Total Column Score and average CPU time (s) on the 20 HomFam datasets containing over 10,000 sequences.
| total column score (%) | cpu time (s) | |||||||
|---|---|---|---|---|---|---|---|---|
| tree method | MSA algorithm | non-regressive | regressive | reference | non-regressive | regressive | ||
| PartTree | Fftns1 | 29.64 | 35.16 | 47.84 | 334 | 118 | ||
| mBed | Fftns1 | 41.33 | 37.94 | 52.03 | 277 | 156 | ||
| PartTree | ClustalO | 26.94 | 42.21 | 50.54 | 3,017 | 377 | ||
| mBed | ClustalO | 39.03 | 41.91 | 53.71 | 570 | 338 | ||
| default/mBed | UPP | 44.93 | 47.15 | 49.78 | 8,354 | 7,186 | ||
| default/mBed | Sparsecore | 44.98 | 51.06 | 53.50 | 2,313 | 3,184 | ||
| PartTree | Gins1 | - | 47.54 | 49.46 | - | 12,478 | ||
| mBed | Gins1 | - | 50.20 | 53.07 | - | 10,834 | ||
Figure 2Relative performances of alternative MSA algorithm combinations.

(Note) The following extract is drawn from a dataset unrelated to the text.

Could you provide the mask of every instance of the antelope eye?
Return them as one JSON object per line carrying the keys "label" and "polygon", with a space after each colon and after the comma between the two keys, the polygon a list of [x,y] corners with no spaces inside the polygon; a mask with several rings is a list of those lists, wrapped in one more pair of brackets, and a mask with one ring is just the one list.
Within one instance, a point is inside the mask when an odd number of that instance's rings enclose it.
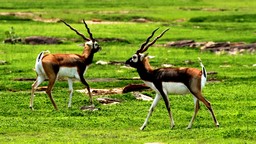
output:
{"label": "antelope eye", "polygon": [[132,61],[133,62],[137,62],[138,61],[138,56],[137,55],[133,55],[132,56]]}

(A) Average differential accuracy of datasets larger than Number of Sequences (horizontal axis). The differences of accuracy are measured between the reference sequence MSAs and their embedded projection in the large datasets. For each combination, n=75 independent MSA samples. The envelope is the standard deviation. (B) In this constrained correspondence analysis (CCA) the first component (horizontal axis, 14.1% of the variance) is constrained to be the total column score accuracy as measured on datasets larger than 10,000. The best unconstrained component (vertical axis) explains 20.8% of the remaining variance. Combinations (dots with their accuracy on the lower horizontal axis) are categorized by their guide-tree (blue), MSA algorithms (grey) and regressive/non-regressive procedure (red). Vectors indicate the contributions to variance of each category from the three variables. Their projection onto the upper horizontal axis quantifies the contribution to variance of overall accuracy. For each combination, represented as a dot, n=20 independent MSA samples.
Figure 3CPU requirements of the regressive algorithm on HomFam datasets containing more than 10,000 sequences.
(A) The total CPU requirements (horizontal axis) and average total column score accuracies (vertical axis). The corresponding non-regressive (blue square) and regressive (red circles) combinations are connected by a dashed line with the exception of Gins1 for which the non-regressive computation costs are prohibitive. For each combination, represented as a circles and squares, n=20 independent MSA samples. (B) Comparison of CPU time requirements for ClustalO using mBed trees using a regressive and a non-regressive procedure on HomFam datasets containing more than 10,000 sequences. Each point represents an independent MSA. n=20 independent MSA samples. A linear regression (grey) was fitted on the resulting graph (R2 = 0.89, p-value = 6.9*10-10).